Aristóteles. Metafísica Libro I. Capítulo 2 (982a-983a)

Que la filosofía  es una disciplina “inútil” no hace falta que nos lo reprochen, lo damos por hecho. El mismo Aristóteles lo reconoce en este texto. Esa debe ser la razón (es una suposición, pues nadie del ministerio ha  dado argumento alguno) por la que es orillada en el currículo de secundaria y bachillerato en el último borrador de la LOMCE: “no es una ciencia productiva”. Y es sabido que el objetivo es “producir” a toda costa y para  ello no se precisa ninguna “ciencia libre” puesto que no existe el “hombre libre” que la pudiera reclamar.  Así que el asunto está meridianamente claro: ¿Qué entendemos por “educación”? ¿Para qué educamos a nuestros jóvenes?  ¿Para “producir”? Muera entonces la  ética y la filosofía.
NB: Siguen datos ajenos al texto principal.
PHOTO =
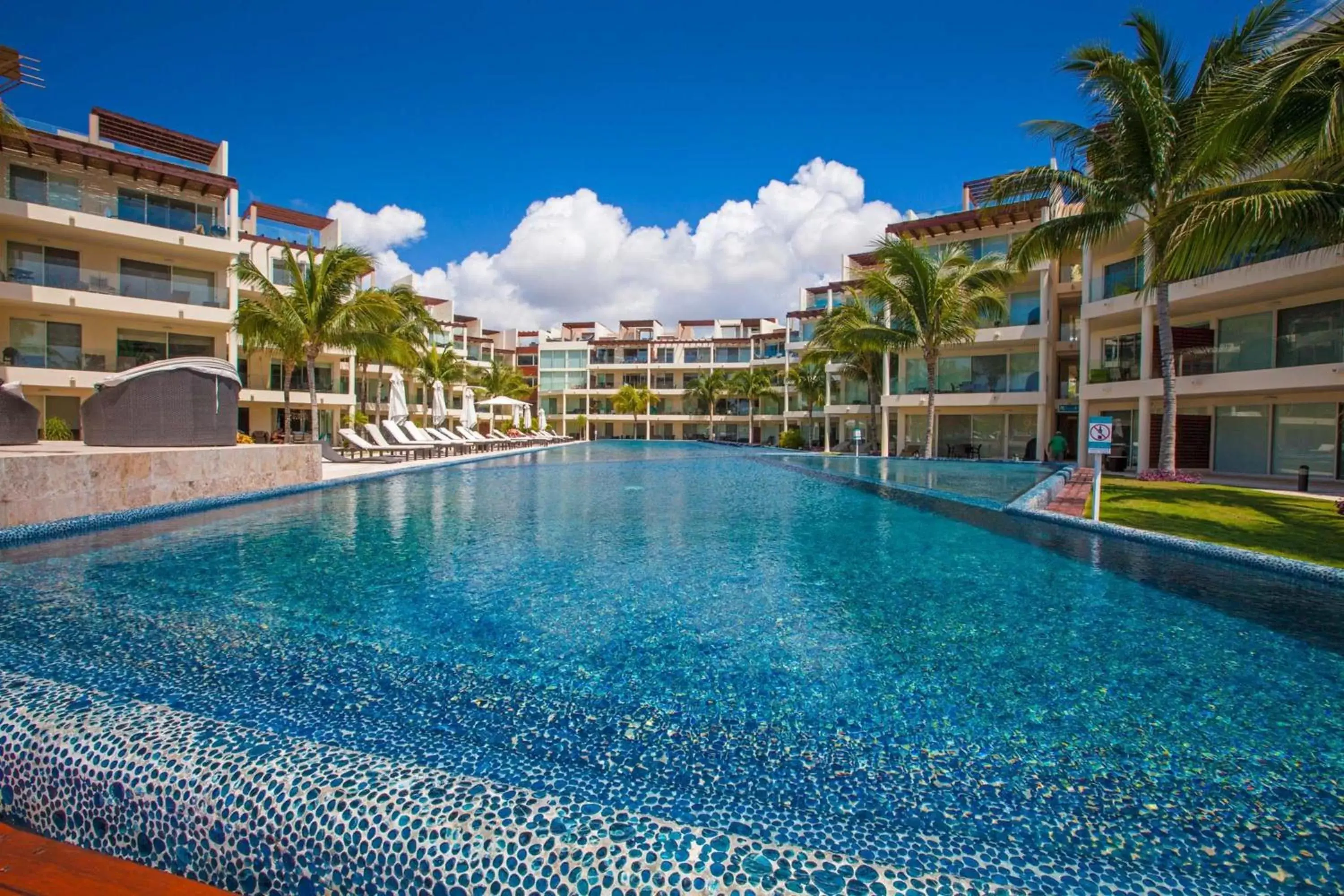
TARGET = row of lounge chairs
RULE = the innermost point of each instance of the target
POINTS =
(408, 441)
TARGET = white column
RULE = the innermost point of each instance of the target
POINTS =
(1146, 431)
(1049, 371)
(1042, 431)
(1146, 342)
(1084, 355)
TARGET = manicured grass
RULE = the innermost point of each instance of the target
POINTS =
(1293, 527)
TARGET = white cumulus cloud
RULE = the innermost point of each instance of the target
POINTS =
(578, 258)
(379, 232)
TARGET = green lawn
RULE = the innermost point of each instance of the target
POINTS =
(1293, 527)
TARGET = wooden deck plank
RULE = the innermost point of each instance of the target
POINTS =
(33, 866)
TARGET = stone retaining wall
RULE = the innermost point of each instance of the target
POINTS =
(38, 487)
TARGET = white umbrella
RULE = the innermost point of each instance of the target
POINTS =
(440, 409)
(468, 408)
(397, 401)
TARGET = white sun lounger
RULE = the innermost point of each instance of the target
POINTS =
(361, 447)
(401, 439)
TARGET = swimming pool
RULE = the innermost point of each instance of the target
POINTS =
(667, 667)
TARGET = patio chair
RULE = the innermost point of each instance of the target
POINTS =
(375, 436)
(464, 445)
(18, 418)
(373, 452)
(400, 437)
(171, 404)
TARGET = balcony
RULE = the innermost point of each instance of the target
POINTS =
(139, 280)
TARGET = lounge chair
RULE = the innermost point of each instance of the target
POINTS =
(375, 436)
(18, 418)
(332, 456)
(429, 437)
(361, 447)
(172, 404)
(400, 437)
(472, 436)
(464, 445)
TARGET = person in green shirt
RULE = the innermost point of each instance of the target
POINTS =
(1057, 448)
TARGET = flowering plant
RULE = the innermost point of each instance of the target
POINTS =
(1170, 476)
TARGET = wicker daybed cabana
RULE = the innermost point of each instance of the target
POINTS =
(18, 420)
(172, 404)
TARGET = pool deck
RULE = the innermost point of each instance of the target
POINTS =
(373, 468)
(33, 866)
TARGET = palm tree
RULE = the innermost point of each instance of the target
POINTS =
(753, 385)
(633, 400)
(933, 299)
(854, 336)
(706, 392)
(1281, 113)
(401, 339)
(322, 307)
(502, 379)
(808, 379)
(1150, 155)
(433, 366)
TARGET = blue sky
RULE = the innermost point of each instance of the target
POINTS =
(467, 113)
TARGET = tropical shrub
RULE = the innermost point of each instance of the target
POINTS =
(57, 431)
(1170, 476)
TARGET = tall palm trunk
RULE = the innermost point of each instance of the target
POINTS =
(1167, 448)
(363, 397)
(287, 371)
(312, 390)
(932, 369)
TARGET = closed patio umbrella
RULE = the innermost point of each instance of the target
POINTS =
(397, 401)
(468, 408)
(440, 409)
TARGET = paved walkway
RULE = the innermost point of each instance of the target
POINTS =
(33, 866)
(1073, 499)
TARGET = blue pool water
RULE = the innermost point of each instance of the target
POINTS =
(715, 640)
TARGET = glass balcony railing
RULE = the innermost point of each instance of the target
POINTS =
(57, 358)
(1123, 373)
(33, 124)
(194, 289)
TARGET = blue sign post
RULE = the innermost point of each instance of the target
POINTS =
(1098, 443)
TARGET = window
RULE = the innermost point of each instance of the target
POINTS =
(732, 354)
(142, 347)
(43, 267)
(33, 186)
(917, 377)
(280, 272)
(1023, 373)
(1123, 277)
(560, 381)
(1311, 335)
(1023, 310)
(1305, 436)
(1245, 343)
(990, 374)
(1241, 439)
(45, 345)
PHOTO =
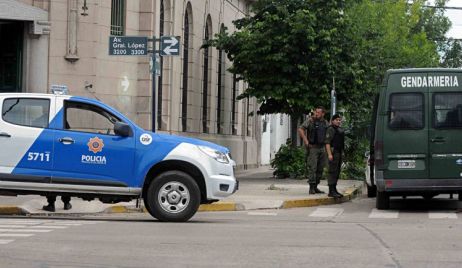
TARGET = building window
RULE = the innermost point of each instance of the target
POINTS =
(447, 110)
(118, 17)
(220, 85)
(184, 98)
(205, 82)
(159, 80)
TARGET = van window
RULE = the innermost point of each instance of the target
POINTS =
(447, 110)
(406, 111)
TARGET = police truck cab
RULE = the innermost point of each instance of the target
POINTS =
(59, 144)
(417, 146)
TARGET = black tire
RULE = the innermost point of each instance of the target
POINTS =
(428, 197)
(179, 200)
(371, 191)
(382, 200)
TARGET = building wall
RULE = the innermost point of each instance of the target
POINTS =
(275, 134)
(76, 53)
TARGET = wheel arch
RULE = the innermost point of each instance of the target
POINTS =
(178, 165)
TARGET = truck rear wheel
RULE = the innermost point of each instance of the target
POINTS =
(371, 191)
(173, 196)
(382, 200)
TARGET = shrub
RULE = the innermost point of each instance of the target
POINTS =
(289, 161)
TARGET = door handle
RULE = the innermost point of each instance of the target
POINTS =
(438, 139)
(4, 134)
(66, 140)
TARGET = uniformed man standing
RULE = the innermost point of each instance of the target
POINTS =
(315, 128)
(335, 144)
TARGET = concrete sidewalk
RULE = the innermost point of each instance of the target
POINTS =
(258, 189)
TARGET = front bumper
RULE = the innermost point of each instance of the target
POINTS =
(222, 186)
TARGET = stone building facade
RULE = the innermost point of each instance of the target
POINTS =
(47, 42)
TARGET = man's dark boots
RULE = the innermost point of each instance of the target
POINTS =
(316, 190)
(335, 188)
(312, 188)
(50, 207)
(333, 193)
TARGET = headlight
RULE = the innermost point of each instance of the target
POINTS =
(217, 155)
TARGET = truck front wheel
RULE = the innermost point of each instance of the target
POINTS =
(173, 196)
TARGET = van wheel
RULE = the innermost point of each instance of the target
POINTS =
(428, 196)
(173, 196)
(371, 191)
(382, 200)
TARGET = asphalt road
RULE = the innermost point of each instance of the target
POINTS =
(415, 233)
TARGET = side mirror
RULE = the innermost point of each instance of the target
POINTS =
(122, 129)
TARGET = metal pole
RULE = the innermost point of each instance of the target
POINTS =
(154, 90)
(333, 99)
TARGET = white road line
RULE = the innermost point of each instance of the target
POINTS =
(383, 214)
(65, 224)
(16, 235)
(262, 214)
(326, 212)
(51, 227)
(21, 222)
(12, 226)
(442, 215)
(25, 230)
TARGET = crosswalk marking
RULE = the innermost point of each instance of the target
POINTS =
(16, 235)
(442, 215)
(26, 230)
(23, 228)
(326, 212)
(383, 214)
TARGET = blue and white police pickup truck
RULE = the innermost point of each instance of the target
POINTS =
(62, 145)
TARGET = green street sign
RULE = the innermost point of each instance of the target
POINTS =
(128, 45)
(169, 45)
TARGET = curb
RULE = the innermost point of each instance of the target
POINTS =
(12, 210)
(349, 194)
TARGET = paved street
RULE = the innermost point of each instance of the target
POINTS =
(414, 233)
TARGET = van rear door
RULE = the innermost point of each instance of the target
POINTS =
(445, 133)
(405, 136)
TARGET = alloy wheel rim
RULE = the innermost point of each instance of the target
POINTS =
(174, 197)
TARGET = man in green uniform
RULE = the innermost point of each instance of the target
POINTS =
(314, 138)
(335, 144)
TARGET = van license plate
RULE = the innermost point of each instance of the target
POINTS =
(406, 163)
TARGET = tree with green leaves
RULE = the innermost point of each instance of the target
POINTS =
(290, 51)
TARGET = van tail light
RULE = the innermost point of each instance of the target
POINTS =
(378, 154)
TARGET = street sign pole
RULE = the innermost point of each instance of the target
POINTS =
(154, 81)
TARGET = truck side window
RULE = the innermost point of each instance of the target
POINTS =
(88, 118)
(406, 111)
(26, 112)
(447, 110)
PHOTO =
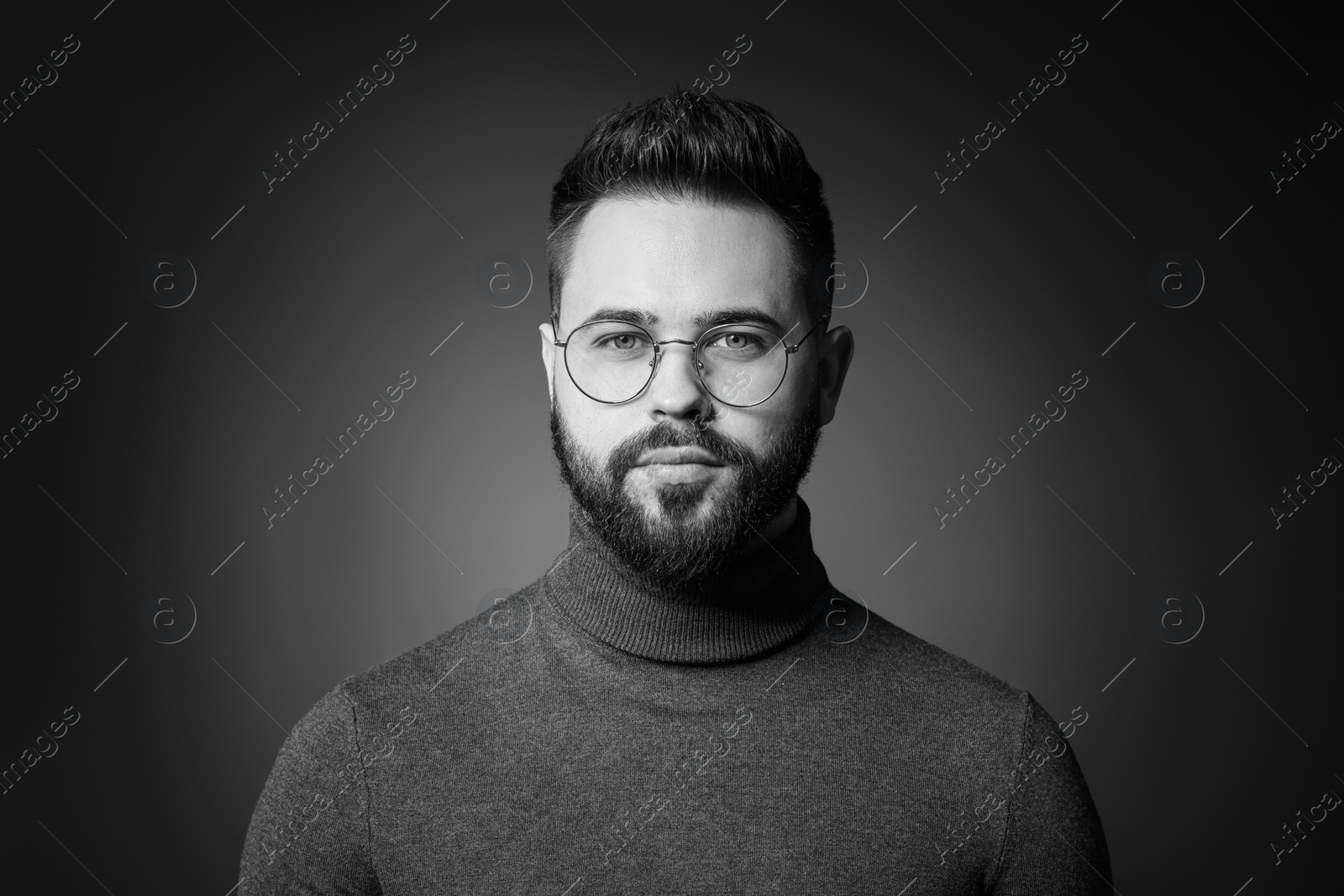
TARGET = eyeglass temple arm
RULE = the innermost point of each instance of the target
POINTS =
(799, 344)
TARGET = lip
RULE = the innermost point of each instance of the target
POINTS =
(683, 454)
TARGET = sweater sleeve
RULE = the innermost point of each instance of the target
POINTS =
(1054, 841)
(309, 832)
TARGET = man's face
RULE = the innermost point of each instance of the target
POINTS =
(675, 479)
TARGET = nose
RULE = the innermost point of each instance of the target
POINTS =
(676, 391)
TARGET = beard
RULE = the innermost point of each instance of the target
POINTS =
(692, 532)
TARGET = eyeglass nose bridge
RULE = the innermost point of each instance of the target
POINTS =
(696, 355)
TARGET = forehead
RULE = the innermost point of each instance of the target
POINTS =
(679, 262)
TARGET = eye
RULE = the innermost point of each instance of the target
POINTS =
(622, 342)
(739, 343)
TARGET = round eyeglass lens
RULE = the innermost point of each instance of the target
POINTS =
(609, 360)
(743, 364)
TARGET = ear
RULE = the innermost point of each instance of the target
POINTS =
(835, 352)
(549, 349)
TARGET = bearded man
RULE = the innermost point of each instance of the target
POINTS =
(683, 703)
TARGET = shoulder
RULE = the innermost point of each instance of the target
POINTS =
(382, 694)
(931, 672)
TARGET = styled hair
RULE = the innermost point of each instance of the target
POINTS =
(691, 147)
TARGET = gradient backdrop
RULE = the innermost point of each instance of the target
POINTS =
(144, 590)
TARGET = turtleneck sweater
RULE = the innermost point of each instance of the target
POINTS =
(601, 732)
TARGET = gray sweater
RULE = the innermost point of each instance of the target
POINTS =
(597, 734)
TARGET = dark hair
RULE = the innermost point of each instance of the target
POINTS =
(691, 147)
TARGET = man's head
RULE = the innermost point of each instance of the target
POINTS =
(678, 215)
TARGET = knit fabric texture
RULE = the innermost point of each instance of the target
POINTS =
(597, 732)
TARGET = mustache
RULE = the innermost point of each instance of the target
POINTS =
(669, 434)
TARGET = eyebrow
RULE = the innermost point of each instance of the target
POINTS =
(738, 315)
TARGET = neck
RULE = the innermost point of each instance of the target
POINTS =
(754, 605)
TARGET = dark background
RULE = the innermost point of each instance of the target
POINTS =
(319, 295)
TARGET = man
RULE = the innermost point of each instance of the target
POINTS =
(682, 703)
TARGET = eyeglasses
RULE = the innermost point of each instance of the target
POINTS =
(739, 364)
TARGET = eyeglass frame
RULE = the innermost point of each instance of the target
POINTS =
(696, 348)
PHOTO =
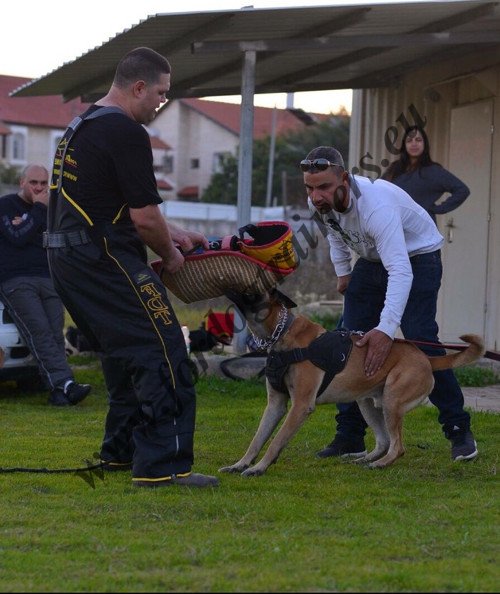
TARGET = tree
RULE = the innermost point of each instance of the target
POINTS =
(290, 149)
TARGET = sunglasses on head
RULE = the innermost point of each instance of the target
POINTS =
(319, 164)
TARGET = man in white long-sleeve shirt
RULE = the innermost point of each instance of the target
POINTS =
(394, 283)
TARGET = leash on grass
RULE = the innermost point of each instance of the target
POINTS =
(87, 468)
(495, 355)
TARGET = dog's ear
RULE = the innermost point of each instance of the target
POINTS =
(283, 299)
(242, 301)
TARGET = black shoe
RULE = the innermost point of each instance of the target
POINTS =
(58, 398)
(344, 448)
(111, 466)
(187, 479)
(463, 445)
(75, 393)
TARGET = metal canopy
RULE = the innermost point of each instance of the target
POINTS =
(297, 49)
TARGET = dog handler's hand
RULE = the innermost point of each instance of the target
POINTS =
(342, 283)
(174, 260)
(379, 346)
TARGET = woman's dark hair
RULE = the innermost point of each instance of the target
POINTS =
(403, 164)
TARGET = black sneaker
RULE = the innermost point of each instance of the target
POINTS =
(58, 398)
(112, 466)
(344, 448)
(186, 479)
(75, 393)
(463, 446)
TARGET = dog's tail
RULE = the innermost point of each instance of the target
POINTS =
(474, 351)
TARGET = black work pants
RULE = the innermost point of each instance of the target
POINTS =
(122, 307)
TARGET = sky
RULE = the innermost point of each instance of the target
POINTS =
(39, 36)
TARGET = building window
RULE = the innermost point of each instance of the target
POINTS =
(18, 147)
(218, 162)
(168, 164)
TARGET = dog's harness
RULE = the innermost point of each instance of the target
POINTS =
(329, 351)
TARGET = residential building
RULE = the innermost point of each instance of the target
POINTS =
(189, 137)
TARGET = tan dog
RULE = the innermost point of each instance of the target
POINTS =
(403, 382)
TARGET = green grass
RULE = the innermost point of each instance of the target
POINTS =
(308, 525)
(475, 376)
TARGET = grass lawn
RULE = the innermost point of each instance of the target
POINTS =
(425, 524)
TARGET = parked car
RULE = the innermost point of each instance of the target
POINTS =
(19, 364)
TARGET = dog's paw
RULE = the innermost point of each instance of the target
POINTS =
(253, 471)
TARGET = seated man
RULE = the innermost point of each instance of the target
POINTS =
(26, 288)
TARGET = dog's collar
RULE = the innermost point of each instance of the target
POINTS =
(285, 320)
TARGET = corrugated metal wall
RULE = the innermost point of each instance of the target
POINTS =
(377, 124)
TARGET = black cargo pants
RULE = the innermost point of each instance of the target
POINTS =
(122, 307)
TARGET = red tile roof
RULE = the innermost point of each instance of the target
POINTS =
(158, 143)
(4, 130)
(189, 192)
(48, 111)
(228, 116)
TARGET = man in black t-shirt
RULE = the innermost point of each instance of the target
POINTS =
(26, 288)
(103, 211)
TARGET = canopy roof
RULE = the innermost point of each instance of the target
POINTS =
(298, 49)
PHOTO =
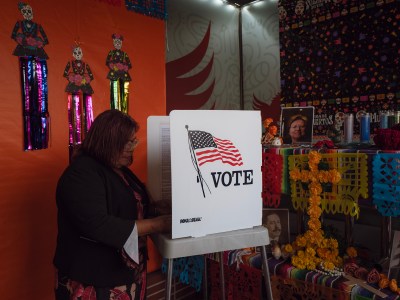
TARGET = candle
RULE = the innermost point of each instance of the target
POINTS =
(396, 117)
(348, 128)
(384, 120)
(365, 128)
(391, 119)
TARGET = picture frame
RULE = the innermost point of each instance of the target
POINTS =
(394, 263)
(270, 218)
(297, 125)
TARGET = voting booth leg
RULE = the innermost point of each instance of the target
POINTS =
(266, 273)
(221, 275)
(169, 279)
(205, 279)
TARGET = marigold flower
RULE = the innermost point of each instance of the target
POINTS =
(288, 248)
(314, 157)
(383, 283)
(295, 174)
(351, 252)
(314, 224)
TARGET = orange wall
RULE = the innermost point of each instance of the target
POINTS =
(28, 179)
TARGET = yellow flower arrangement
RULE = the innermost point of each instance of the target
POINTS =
(312, 248)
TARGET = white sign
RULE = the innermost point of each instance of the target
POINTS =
(216, 159)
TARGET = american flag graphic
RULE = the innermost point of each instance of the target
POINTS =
(208, 148)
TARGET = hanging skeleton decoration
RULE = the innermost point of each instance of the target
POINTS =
(118, 62)
(31, 39)
(80, 109)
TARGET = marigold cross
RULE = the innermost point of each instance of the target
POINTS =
(312, 248)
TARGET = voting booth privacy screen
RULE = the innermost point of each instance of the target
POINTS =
(216, 159)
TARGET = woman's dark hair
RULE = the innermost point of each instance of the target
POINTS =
(295, 118)
(107, 136)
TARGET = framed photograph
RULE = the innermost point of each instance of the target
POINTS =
(297, 125)
(277, 222)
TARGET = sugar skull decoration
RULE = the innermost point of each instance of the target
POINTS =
(31, 39)
(79, 90)
(271, 136)
(118, 63)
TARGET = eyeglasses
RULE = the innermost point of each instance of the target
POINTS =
(131, 145)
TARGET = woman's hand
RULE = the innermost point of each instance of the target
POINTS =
(161, 224)
(160, 208)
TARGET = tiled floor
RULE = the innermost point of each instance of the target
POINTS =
(156, 288)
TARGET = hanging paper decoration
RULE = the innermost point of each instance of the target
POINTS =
(189, 270)
(31, 39)
(119, 63)
(271, 179)
(152, 8)
(80, 109)
(386, 183)
(112, 2)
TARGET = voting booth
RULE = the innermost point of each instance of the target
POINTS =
(208, 164)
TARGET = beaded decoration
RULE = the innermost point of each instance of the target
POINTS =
(189, 270)
(386, 183)
(271, 179)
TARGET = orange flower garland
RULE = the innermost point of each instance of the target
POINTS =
(312, 248)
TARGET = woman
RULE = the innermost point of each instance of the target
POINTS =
(102, 216)
(296, 130)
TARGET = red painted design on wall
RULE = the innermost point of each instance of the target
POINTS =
(180, 86)
(268, 110)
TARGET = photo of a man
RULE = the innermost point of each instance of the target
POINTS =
(277, 223)
(297, 125)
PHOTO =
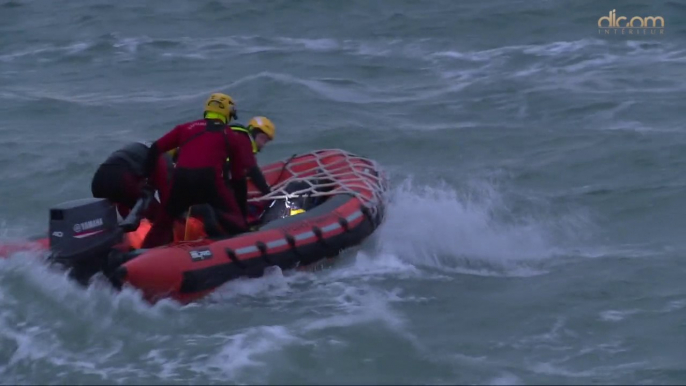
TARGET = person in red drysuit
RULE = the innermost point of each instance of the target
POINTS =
(203, 147)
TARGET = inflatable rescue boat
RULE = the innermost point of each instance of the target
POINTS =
(321, 203)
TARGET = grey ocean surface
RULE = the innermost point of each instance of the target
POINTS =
(535, 233)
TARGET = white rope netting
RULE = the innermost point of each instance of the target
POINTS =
(330, 172)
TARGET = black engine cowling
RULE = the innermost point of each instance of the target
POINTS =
(82, 233)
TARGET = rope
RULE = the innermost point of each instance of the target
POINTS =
(347, 173)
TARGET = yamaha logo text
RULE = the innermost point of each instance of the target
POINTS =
(84, 226)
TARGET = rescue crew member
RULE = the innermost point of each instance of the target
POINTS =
(121, 179)
(259, 132)
(203, 147)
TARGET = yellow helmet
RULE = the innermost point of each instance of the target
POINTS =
(221, 104)
(264, 125)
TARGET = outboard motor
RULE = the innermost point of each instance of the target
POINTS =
(82, 232)
(282, 208)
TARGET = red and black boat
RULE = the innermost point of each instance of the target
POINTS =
(322, 203)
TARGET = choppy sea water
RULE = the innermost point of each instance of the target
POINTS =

Pero pedimos que, al menos, tengan la valentía de decirlo alto y claro: “No queremos formar ciudadanos libres y autónomos sino eficientes trabajadores y pacíficos súbditos, y, a la vista de este objetivo, la ética y la filosofía son dos disciplinas superfluas” El argumento es convincente  y la conclusión acertada.